Bryan Eneas · CBC News · Posted: Dec 28, 2019 5:00 AM CT | Last Updated: December 28, 2019

Kwanzaa celebrations featured dancing, drumming and singing performances from people from eight different countries. (Heidi Atter/CBC)

Kwanzaa is being celebrated around the world and the Queen City is no exception. 

On Thursday, the first day of celebrations, members of the Saskatchewan African Canadian Heritage Museum (SACHM) hosted their 5th annual Kwanzaa celebration.

“[Kwanzaa] is really considered an African heritage kind of celebration that [was] started in the States in 1966, I think it was,” Carol LaFayette-Boyd told CBC News. 

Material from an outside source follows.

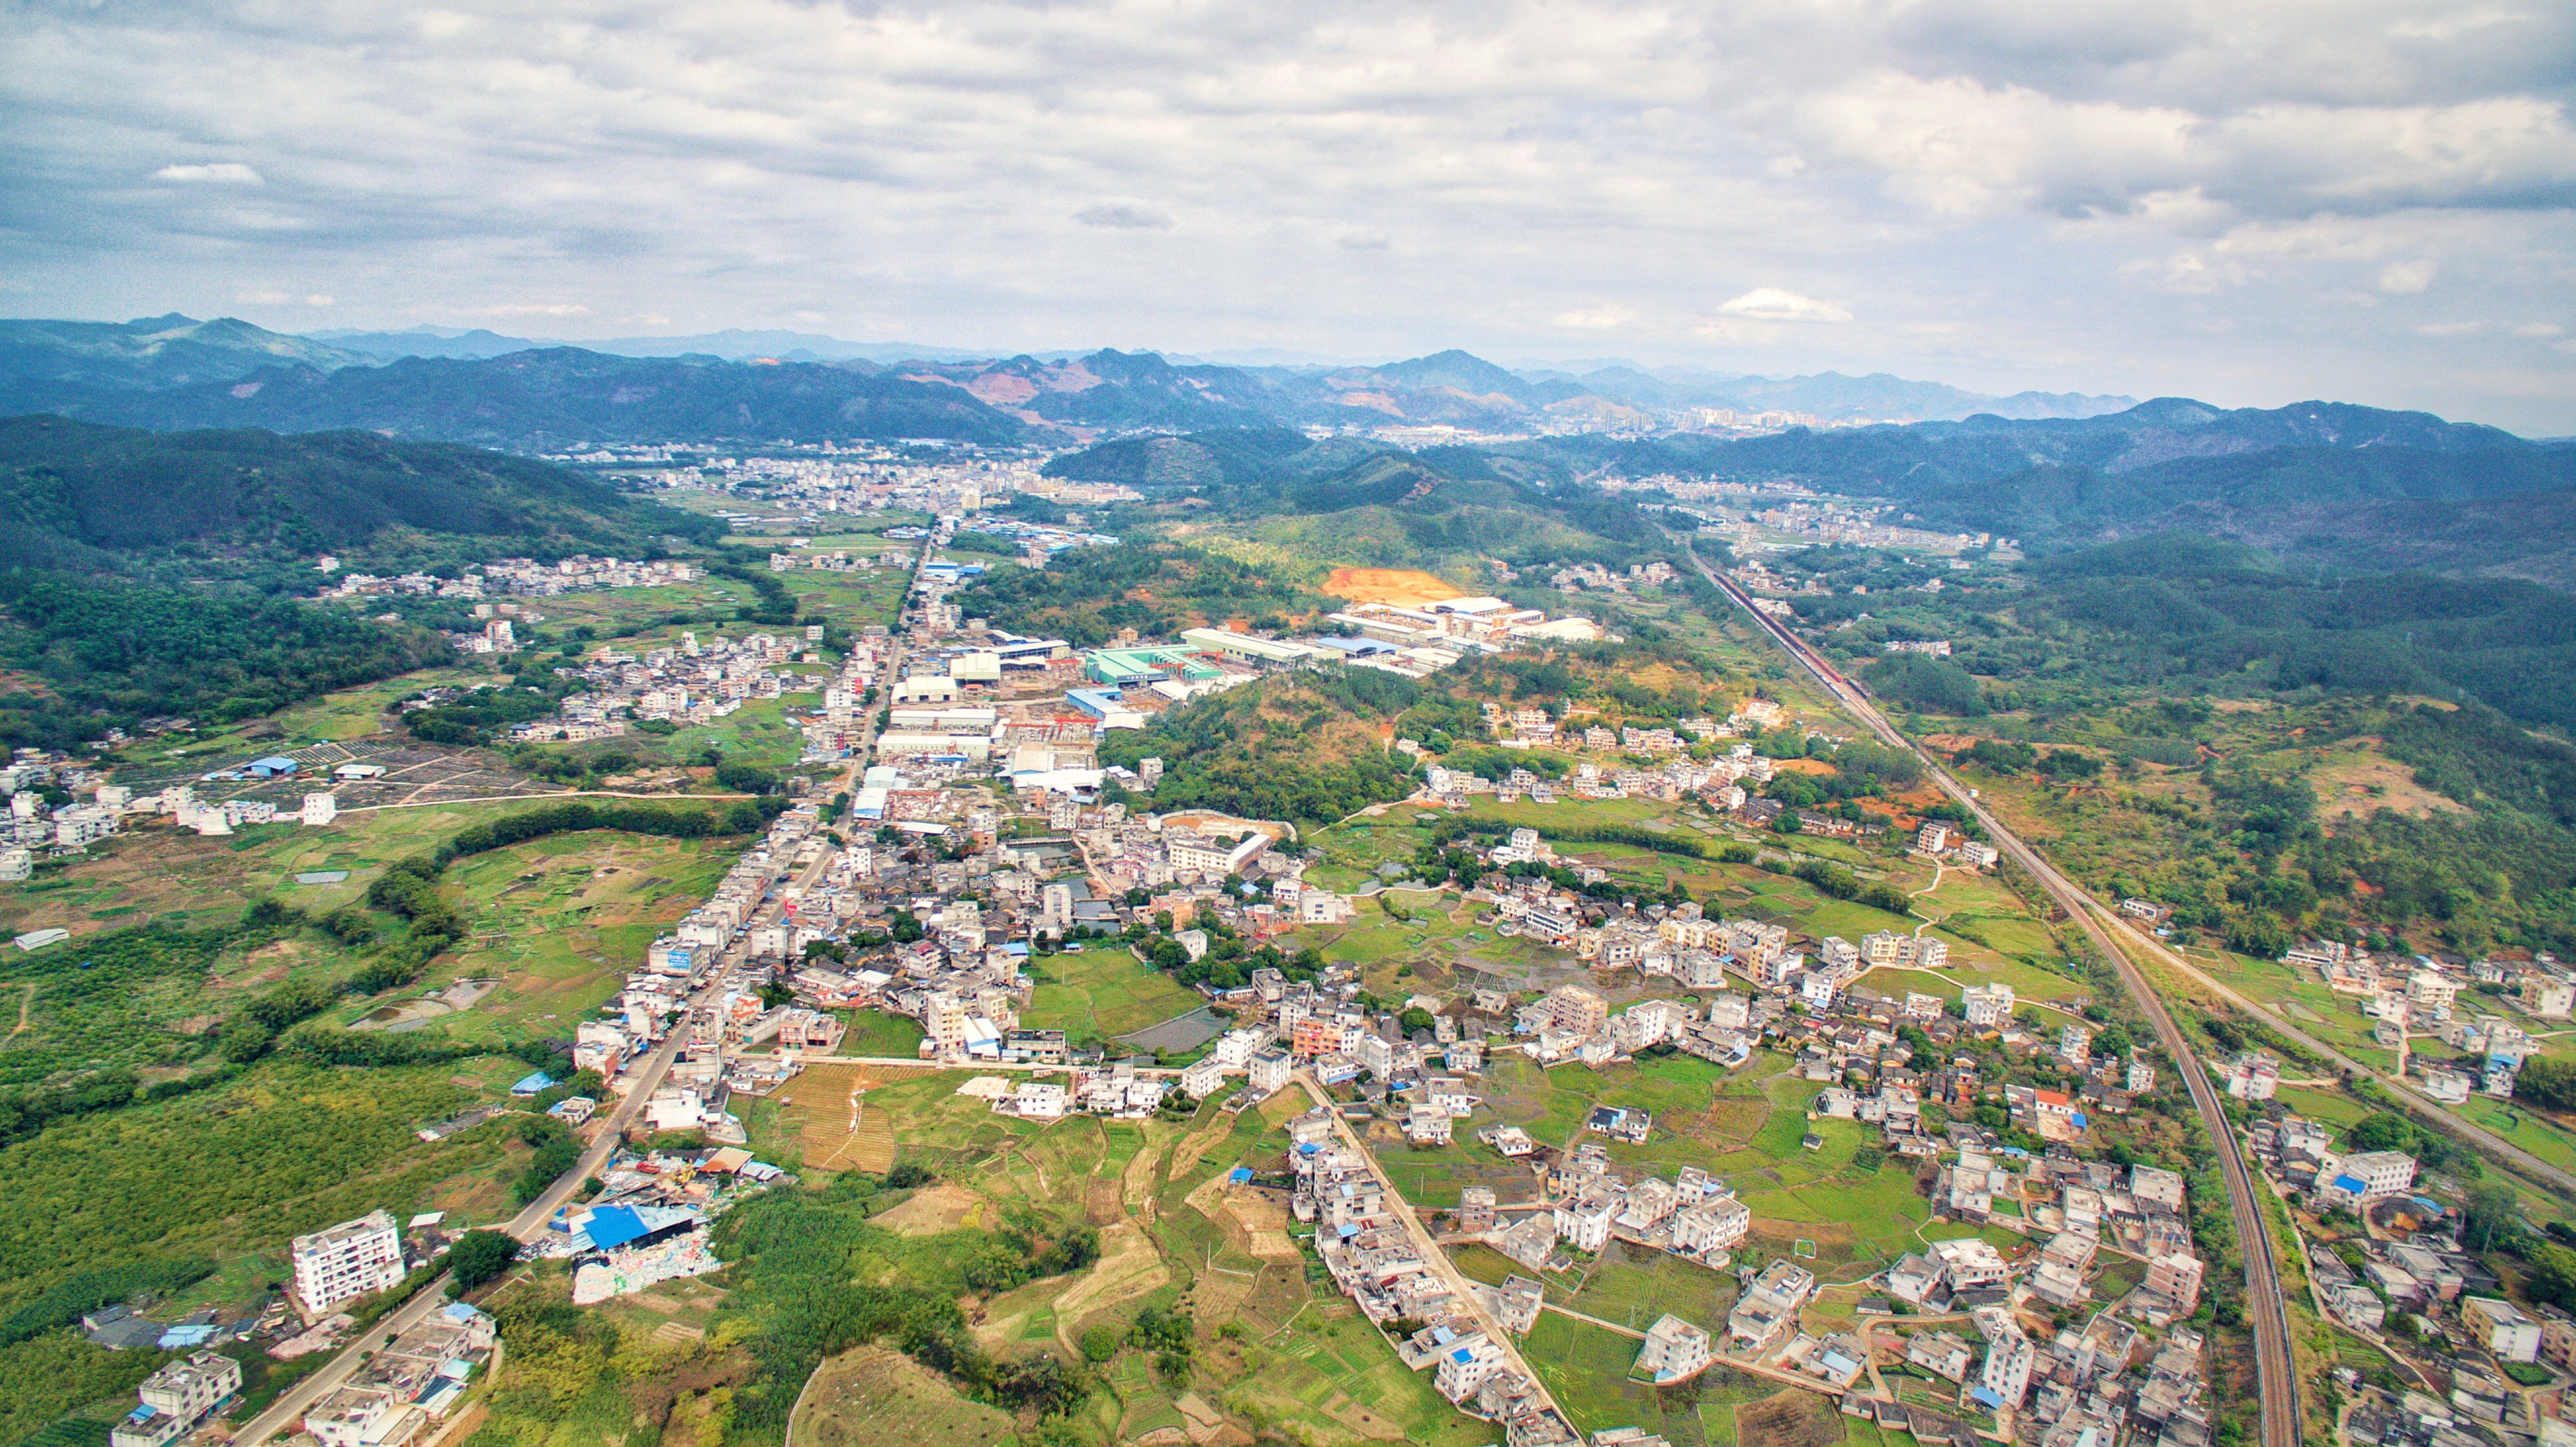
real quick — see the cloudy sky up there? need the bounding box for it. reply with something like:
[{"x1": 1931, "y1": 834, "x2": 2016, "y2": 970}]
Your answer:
[{"x1": 5, "y1": 0, "x2": 2574, "y2": 430}]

“It’s really an opportunity for people of African heritage to be educated about their ancestry, and other people who are not of African heritage to be educated.” 

LaFayette-Boyd said she didn’t learn of the cultural celebration until 1996 when a co-worker told her about it.

Carol LaFayette is one of the Kwanzaa celebration organizers. (Heidi Atter/CBC)

She said while Kwanzaa is a seven day celebration, members of the SACHM gather on the first day. 

Members of the group picked one of seven core principles that are celebrated during Kwanzaa, and then learned about it. 

LaFayette-Boyd said the seven principles are unity, self-determination, collective work and responsibility, cooperative economics, purpose and faith. 

This year, she said SACHM highlighted unity in its Kwanzaa celebration. 

“That’s for us to strive for and to maintain unity in the family, the community, the nation, your race,” LaFayette-Boyd said.